C’est ma quatrième exposition avec Thomas Bernard. Elle s’intitule « Monuments offerts » et comme d’habitude, le titre en est un peu indépendant ou plutôt, il est comme une œuvre autonome. A ma grande surprise, personne ne m’a jamais questionné sur mes titres d’exposition alors que je travaille dur pour qu’ils soient étrangement conceptuels, subtilement et vraisemblablement anodins (parmi les précédents : Année Le Nôtre, 1998, Sculpture, Vasarely Go Home).
Je suis attiré et répugné par le spectaculaire. J’essaie d’en isoler des aspects et de les donner à voir.
L’identité est aussi un sujet mais je trouve plus utile de ne pas en parler.
Il y a du feu. Un élément portable, une maquette, un détail.
Il y a du marbre, épais de 2 cm et suffisamment petit pour qu’une personne puisse le porter.
Il y a tous les pays d’Europe, planant dans l’air, fermement tendus entre le plafond et le sol.
Ils sont présentés en noir et blanc. Ils sont supposés attirer (du moins certaines personnes).
Il y a un autre morceau de marbre. Il est encore plus petit, de la taille d’une carte postale.
Une tranche découpée du monde (comme une photographie ?), polie et installée avec un geste exagéré.
Du cuivre, de l’aluminium, pliés, revêtus d’une reliure en tissu.
Des informations (un peu).
Le feu provient d’Ed Ruscha.
Ou bien d’Yves Klein : je me souviens avoir vu son mur de feu sur la terrasse du toit du musée à Nice quand j’étais adolescent.
Ruscha une douzaine d’années plus tard, alors que j’étais à Los Angeles pour quelques mois. Son “Los Angeles County Museum on Fire” en tête, tout comme de nombreux autres feux dans ses photographies et peintures. C’est aussi à Los Angeles que mon support truss qui émet des flammes a été fabriqué 10 ans plus tard, par un sympathique motard pyromane très tatoué et avec un sérieux dévouement pour le détail.
Nous avons grillé des saucisses dessus la nuit précédent le vernissage et des guimauves le soir de mon anniversaire.
Lorsque les flammes ne sortent pas, cela me va aussi. La bouteille de gaz propane, bleue, verte ou argentée, est la promesse silencieuse d’une excitation archaïque.
J’aime les monuments dysfonctionnels, ceux qui sont éphémères.

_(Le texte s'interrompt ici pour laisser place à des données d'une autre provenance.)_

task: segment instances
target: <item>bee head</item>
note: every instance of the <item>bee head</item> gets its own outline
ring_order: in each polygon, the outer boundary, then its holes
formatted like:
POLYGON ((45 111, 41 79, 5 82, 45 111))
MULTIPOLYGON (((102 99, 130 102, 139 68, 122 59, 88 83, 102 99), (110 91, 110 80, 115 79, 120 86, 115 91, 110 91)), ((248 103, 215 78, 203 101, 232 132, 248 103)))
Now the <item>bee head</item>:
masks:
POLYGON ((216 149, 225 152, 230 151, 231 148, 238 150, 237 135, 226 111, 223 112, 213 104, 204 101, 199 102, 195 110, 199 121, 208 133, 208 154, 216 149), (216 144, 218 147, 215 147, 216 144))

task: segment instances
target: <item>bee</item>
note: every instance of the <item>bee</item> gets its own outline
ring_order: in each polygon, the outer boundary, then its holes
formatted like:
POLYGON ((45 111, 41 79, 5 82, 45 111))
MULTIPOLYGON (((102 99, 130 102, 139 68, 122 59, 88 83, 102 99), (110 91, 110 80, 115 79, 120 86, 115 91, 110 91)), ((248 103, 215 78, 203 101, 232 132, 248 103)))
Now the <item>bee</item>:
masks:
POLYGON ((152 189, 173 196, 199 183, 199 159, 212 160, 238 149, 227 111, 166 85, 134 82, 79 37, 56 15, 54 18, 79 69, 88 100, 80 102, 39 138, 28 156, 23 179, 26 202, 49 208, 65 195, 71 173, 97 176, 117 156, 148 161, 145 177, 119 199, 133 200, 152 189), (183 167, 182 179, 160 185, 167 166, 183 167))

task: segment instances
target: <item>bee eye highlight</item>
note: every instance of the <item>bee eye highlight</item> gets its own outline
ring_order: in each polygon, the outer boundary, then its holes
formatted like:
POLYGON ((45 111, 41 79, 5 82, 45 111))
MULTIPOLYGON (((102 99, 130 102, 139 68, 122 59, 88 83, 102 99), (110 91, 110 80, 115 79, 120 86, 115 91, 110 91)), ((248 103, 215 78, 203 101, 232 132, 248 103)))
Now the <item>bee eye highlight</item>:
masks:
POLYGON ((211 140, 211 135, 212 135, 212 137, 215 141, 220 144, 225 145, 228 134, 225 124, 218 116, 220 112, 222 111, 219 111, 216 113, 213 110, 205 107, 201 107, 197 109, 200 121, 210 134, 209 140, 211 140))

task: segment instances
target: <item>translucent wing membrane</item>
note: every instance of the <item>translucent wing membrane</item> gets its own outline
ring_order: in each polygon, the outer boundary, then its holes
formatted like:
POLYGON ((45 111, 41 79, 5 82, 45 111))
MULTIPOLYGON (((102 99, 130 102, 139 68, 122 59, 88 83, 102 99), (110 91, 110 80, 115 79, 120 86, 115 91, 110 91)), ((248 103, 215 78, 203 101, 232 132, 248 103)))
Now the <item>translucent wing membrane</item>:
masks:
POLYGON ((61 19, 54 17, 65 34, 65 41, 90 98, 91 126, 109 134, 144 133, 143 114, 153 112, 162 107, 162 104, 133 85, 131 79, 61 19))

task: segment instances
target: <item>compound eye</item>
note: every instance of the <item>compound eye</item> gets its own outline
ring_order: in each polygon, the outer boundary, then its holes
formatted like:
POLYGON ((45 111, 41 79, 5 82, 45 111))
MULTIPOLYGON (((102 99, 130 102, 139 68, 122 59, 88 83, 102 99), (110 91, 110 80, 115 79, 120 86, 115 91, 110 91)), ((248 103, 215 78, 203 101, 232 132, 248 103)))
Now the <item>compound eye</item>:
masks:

Ne faites pas confiance à ceux qui sont offerts.
Andreas Fogarasi (né à Vienne en 1977) est préoccupé par la présentation et la représentation. A travers ses installations, sculptures, vidéos et photographies, il analyse comment des espaces, des villes, des idées politiques ou même des évènements historiques deviennent des images et questionnent le rôle de la culture – l’art, l’architecture et le design – dans ce processus de « culturalisation » de l’économie, moteur d’une compétition pour attirer les touristes, les investisseurs et l’attention des médias.
Formellement empreintes d’Art Minimal et d’Art Conceptuel, les œuvres d’Andreas Fogarasi sont autant des sculptures autonomes et documentaires. L’élément documentaire est consciemment séparé et demeure dans un équilibre précis entre information et transparence. L’aspect sculptural est fortement architectural, faisant souvent référence à des monuments emblématiques, des formes de présentations commerciales ou des formes temporaires d’architecture comme des stands de foires, des scènes ou des pavillons.
Andreas Fogarasi a remporté en 2007 le Lion d'Or du Meilleur Pavillon National pour le Pavillon Hongrois de la Biennale de Venise. Il participe à de nombreuses expositions internationales, parmi ses expositions personnelles : Museo Nacional Reina Sofia, Madrid ; Proyectos Monclova, Mexico City ; Georg Kargl Fine Arts, Vienne ; MAK Center, Los Angeles (avec Oscar Tuazon) ; GfZK – Museum of Contemporary Art, Leipzig ; Museum Haus Konstruktiv, Zürich ; Galeria Vermelho, Sao Paulo ; Prefix Institute of Contemporary Art, Toronto ; Ludwig Museum, Aachen ; Lombard Freid Projects, New York ; Trafo House of Contemporary Arts, Budapest ; Grazer Kunstverein, Graz.